İsrail vatandaşı Filistinlilerin de ABD'nin söz konusu kararına tepki gösterdiğini vurgulayan Bereket, "İsrail vatandaşı olan bir buçuk milyon Filistinli adına ABD Büyükelçiliği önünde bir protesto gösterisi düzenledik. Orada, halkımızla, Kudüs ile beraber olduğumuzu, Kudüs'ün kutsallığına ve kimliğine darbe vurmaya çalışan ABD ve siyonist politikalara karşı olduğumuzu ifade ettik." diye konuştu.

"ERDOĞAN'IN TAVRINI TAKDİR ETTİK"

Bereket, Türkiye'nin devlet ve millet olarak Kudüs'e ilişkin ortaya koyduğu tavra da dikkati çekerek, "Biz Cumhurbaşkanı (Recep Tayyip) Erdoğan’ın, Arap ve İslam ülkelerinin tavrından çok daha ileri olan tavrını takdir ettik. Türkiye halkının resmi tavırla beraber ortaya koyduğu toplumsal tavır göğüs kabartan cinstendi ve umut vadediyordu." dedi.

"Trump'ın aldığı kararın ardından ABD'nin İsrail-Filistin sorununda söz sahibi olması ve ara buluculuk rolü üstlenmesi mümkün değildir. Aslında tarih boyunca ABD, İsrail taraftarlığı yapıyordu. Bana göre bu kararla beraber her şey bitmiştir." diyen Yüksek Arap Takip Komitesi Başkanı, sözlerine şöyle devam etti:

“Bu vesile ile ABD Başkan Yardımcısı Mike Pence ile görüşmeyi reddeden Filistin yönetimini, Ezher Şeyhini ve Kıpti Kilisesi Patrikliğini de tebrik ediyorum. Ben Kudüs'e saldırı anlamı taşıyan bu karardan sonra bölgedeki tüm ABD elçilerinin kovulması ve hiçbir ABD'li yetkili ile görüşülmemesi taraftarıyım."

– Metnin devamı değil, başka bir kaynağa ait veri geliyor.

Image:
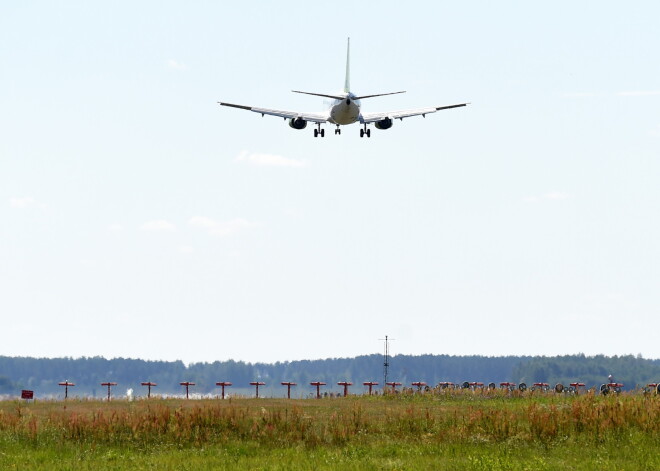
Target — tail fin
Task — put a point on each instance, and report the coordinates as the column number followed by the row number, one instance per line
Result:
column 347, row 83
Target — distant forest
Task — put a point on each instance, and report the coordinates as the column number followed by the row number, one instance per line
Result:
column 43, row 374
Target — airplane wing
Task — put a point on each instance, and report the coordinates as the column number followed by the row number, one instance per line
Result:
column 313, row 117
column 367, row 118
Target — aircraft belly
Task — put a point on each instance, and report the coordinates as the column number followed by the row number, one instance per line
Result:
column 343, row 114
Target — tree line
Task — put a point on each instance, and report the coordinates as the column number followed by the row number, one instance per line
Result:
column 43, row 374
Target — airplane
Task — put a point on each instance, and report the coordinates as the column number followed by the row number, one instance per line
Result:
column 344, row 110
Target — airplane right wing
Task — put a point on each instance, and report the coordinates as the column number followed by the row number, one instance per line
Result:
column 367, row 118
column 313, row 117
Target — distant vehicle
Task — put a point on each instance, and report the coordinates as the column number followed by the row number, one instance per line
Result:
column 605, row 389
column 344, row 110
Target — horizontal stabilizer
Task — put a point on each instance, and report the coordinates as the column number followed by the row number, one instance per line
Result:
column 335, row 97
column 380, row 94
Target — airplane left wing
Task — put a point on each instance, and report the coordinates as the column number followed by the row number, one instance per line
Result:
column 367, row 118
column 313, row 117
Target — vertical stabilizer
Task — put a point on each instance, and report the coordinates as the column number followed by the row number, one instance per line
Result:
column 347, row 83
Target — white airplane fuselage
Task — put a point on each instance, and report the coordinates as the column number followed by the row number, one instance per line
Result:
column 346, row 111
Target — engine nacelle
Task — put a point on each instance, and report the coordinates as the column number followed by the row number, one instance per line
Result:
column 383, row 123
column 297, row 123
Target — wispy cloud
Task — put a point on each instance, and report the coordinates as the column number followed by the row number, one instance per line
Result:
column 158, row 225
column 268, row 160
column 221, row 228
column 172, row 64
column 556, row 195
column 639, row 93
column 578, row 94
column 552, row 196
column 24, row 202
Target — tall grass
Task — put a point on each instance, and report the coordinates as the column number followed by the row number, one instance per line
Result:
column 438, row 418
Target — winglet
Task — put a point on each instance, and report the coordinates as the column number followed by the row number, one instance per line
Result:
column 347, row 83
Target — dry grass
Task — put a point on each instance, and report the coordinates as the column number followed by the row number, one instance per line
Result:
column 437, row 418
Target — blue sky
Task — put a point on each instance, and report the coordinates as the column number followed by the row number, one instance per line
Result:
column 140, row 219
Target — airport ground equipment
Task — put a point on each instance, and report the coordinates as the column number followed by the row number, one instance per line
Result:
column 652, row 387
column 370, row 384
column 574, row 388
column 318, row 385
column 149, row 385
column 540, row 387
column 508, row 385
column 223, row 384
column 187, row 384
column 394, row 384
column 288, row 385
column 607, row 388
column 109, row 385
column 256, row 384
column 345, row 384
column 419, row 385
column 66, row 385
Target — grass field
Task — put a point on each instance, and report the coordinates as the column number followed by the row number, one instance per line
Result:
column 452, row 430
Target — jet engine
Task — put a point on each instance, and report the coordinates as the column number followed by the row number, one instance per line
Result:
column 297, row 123
column 383, row 123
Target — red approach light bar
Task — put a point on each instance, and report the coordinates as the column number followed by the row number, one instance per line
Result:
column 371, row 384
column 257, row 384
column 223, row 384
column 66, row 385
column 288, row 385
column 109, row 385
column 187, row 384
column 318, row 385
column 149, row 385
column 346, row 384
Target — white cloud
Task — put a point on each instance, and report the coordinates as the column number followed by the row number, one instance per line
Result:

"İİT'YE KUDÜS'E SAHİP ÇIKMASI ÇAĞRISINDA BULUNUYORUZ"

Bereket, bugün İstanbul'da düzenlenen İİT Olağanüstü Zirvesi'nde ABD'ye karşı net bir tavır ortaya konulması gerektiğine vurgu yaparak, "İslam İşbirliği Teşkilatı'na, Müslümanların ilk kıblesi ve üç kutsal mescitten biri olan Mescid-i Aksa'nın yer aldığı Kudüs'e sahip çıkması çağrısında bulunuyoruz. ABD’nin bu serserice tavrına bir sınır belirlemesi gerekiyor." değerlendirmesinde bulundu.

İİT'den Arap Birliği'nin aksine ciddi kararlar beklediğini belirten Bereket, "İstanbul'dan çıkacak kararlar, Arap Birliği zirvelerinin kararlarından daha net ve güçlü olmalıdır. Arap Birliği'nin kararları yapmacık ve anlamsızdı. Öyle ki Trump’ın kararından sonra bile ABD'nin ara buluculuğunu dahi reddedemedi. İİT, ABD’nin Arap ve İslam dünyasında artık yerinin olmadığını deklare etmelidir." diye konuştu.

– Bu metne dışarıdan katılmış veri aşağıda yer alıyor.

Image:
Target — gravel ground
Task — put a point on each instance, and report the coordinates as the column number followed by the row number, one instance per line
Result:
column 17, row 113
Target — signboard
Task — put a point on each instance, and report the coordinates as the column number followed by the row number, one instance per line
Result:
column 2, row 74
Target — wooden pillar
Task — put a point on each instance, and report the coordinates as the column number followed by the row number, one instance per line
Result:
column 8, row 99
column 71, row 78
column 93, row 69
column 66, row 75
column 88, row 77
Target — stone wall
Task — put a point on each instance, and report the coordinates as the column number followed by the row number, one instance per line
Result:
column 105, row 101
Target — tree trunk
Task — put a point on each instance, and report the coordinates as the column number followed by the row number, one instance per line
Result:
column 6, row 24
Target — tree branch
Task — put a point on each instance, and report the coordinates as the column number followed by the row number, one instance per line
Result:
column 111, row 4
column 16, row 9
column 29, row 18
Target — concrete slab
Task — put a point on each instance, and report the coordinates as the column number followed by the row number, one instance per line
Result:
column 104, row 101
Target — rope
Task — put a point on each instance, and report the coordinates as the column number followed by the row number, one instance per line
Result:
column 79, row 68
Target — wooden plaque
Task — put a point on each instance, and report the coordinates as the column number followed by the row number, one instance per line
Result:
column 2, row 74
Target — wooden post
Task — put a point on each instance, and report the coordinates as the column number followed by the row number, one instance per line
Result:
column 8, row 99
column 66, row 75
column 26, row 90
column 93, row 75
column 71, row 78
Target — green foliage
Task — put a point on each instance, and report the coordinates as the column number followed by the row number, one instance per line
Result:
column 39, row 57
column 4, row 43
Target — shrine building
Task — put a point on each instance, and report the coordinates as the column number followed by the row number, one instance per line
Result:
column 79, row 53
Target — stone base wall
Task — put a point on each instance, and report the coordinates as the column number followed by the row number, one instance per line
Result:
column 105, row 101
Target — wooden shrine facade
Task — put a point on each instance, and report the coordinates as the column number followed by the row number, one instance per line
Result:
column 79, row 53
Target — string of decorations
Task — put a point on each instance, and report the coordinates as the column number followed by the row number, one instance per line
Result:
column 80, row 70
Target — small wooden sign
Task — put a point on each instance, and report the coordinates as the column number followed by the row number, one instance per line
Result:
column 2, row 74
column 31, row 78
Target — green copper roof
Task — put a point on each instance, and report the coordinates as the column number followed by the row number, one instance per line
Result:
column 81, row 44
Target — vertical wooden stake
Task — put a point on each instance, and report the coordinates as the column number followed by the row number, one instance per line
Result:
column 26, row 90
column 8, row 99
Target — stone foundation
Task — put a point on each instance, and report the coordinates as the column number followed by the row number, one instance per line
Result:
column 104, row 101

KUDÜS'TEKİ YARIM ASIRLIK İŞGAL

Doğu Kudüs'ü 5 Haziran 1967'de işgal eden İsrail, 1980'de tek taraflı olarak kentin doğusunu ve batısını "birleşik başkenti" ilan etti.

Birleşmiş Milletler Güvenlik Konseyi (BGMK), 1980'de kabul ettiği 478 sayılı kararla, İsrail'in ilhak ve başkent ilanını geçersiz saydı.

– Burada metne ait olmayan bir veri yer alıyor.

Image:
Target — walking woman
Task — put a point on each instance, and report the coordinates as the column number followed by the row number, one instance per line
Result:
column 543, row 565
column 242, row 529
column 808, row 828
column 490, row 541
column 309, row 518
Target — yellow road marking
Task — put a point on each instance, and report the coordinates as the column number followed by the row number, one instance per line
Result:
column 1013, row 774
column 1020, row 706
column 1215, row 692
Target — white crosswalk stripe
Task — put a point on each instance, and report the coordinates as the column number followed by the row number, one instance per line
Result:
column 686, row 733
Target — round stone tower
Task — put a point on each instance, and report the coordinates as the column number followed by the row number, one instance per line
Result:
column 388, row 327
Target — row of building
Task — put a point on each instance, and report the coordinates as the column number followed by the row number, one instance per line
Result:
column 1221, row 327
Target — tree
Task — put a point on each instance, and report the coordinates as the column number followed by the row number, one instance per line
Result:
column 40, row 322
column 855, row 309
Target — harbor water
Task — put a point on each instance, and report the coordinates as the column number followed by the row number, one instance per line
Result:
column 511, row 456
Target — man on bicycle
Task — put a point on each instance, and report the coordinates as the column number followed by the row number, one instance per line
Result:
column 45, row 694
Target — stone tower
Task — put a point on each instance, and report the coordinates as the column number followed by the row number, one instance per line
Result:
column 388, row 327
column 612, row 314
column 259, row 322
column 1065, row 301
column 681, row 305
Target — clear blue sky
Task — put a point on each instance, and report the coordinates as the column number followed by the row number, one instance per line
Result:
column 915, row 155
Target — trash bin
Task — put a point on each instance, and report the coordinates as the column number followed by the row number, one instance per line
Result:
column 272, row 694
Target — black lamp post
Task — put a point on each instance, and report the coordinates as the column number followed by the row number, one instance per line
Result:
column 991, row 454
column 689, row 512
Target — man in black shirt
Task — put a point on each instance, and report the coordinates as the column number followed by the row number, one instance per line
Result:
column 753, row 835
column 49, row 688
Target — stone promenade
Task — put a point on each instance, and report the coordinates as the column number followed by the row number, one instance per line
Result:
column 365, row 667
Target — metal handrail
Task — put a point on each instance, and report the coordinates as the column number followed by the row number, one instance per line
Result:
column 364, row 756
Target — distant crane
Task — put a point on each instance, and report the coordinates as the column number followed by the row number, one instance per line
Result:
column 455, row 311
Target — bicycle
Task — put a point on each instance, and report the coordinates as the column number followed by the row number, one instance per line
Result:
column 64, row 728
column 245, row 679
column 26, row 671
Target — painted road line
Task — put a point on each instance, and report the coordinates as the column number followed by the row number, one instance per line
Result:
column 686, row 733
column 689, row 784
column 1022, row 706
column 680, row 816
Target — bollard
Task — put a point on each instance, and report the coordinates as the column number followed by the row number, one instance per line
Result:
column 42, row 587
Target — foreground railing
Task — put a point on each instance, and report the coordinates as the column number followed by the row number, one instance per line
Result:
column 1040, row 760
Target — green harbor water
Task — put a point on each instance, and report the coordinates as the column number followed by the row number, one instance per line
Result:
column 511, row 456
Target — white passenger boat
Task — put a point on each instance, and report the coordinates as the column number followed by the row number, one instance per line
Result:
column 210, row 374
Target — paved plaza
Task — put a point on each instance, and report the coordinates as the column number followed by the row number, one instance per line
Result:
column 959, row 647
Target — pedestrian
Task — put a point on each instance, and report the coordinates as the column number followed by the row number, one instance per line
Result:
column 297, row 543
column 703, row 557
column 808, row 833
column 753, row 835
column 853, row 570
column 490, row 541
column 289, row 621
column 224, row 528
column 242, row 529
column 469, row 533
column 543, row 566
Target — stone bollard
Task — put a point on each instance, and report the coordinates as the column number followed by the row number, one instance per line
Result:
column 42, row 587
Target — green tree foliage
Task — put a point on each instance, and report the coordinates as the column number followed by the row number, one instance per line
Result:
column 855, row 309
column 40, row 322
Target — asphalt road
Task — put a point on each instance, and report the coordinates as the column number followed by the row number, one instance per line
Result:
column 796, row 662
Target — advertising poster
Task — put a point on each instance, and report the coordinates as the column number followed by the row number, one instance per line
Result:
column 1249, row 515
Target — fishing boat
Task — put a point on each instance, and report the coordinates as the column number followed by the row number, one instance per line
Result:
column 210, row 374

BMGK kararı çerçevesinde ABD dahil uluslararası toplum, Doğu Kudüs'ün işgal altında olduğunu kabul ediyor. İsrail yönetimini tanıyan tüm ülkelerin büyükelçilikleri, Tel Aviv'de bulunuyor. Hiçbir ülke, Kudüs'ü ya da doğu ve batı bölümlerini başkent olarak kabul etmiyor.

ABD, Trump'ın hamlesiyle Kudüs'ü "İsrail'in başkenti" olarak tanıyan ilk ülke oldu. 

Uluslararası toplumun tepkisini çeken Trump yönetimi, bölgenin kaosa sürükleneceği ve İsrail-Arap ihtilafının daha da çözümsüz hale geleceği uyarılarını göz ardı etti.

İsrail ile Filistin arasındaki barış görüşmeleri, İsrail'in "1967 sınırlarını, zorunlu göçe maruz bırakılan Filistinlilerin geri dönüş hakkını ve yeni Yahudi yerleşim birimlerinin inşasına son vermeyi kabul etmemesi" nedeniyle Nisan 2014'te durmuştu.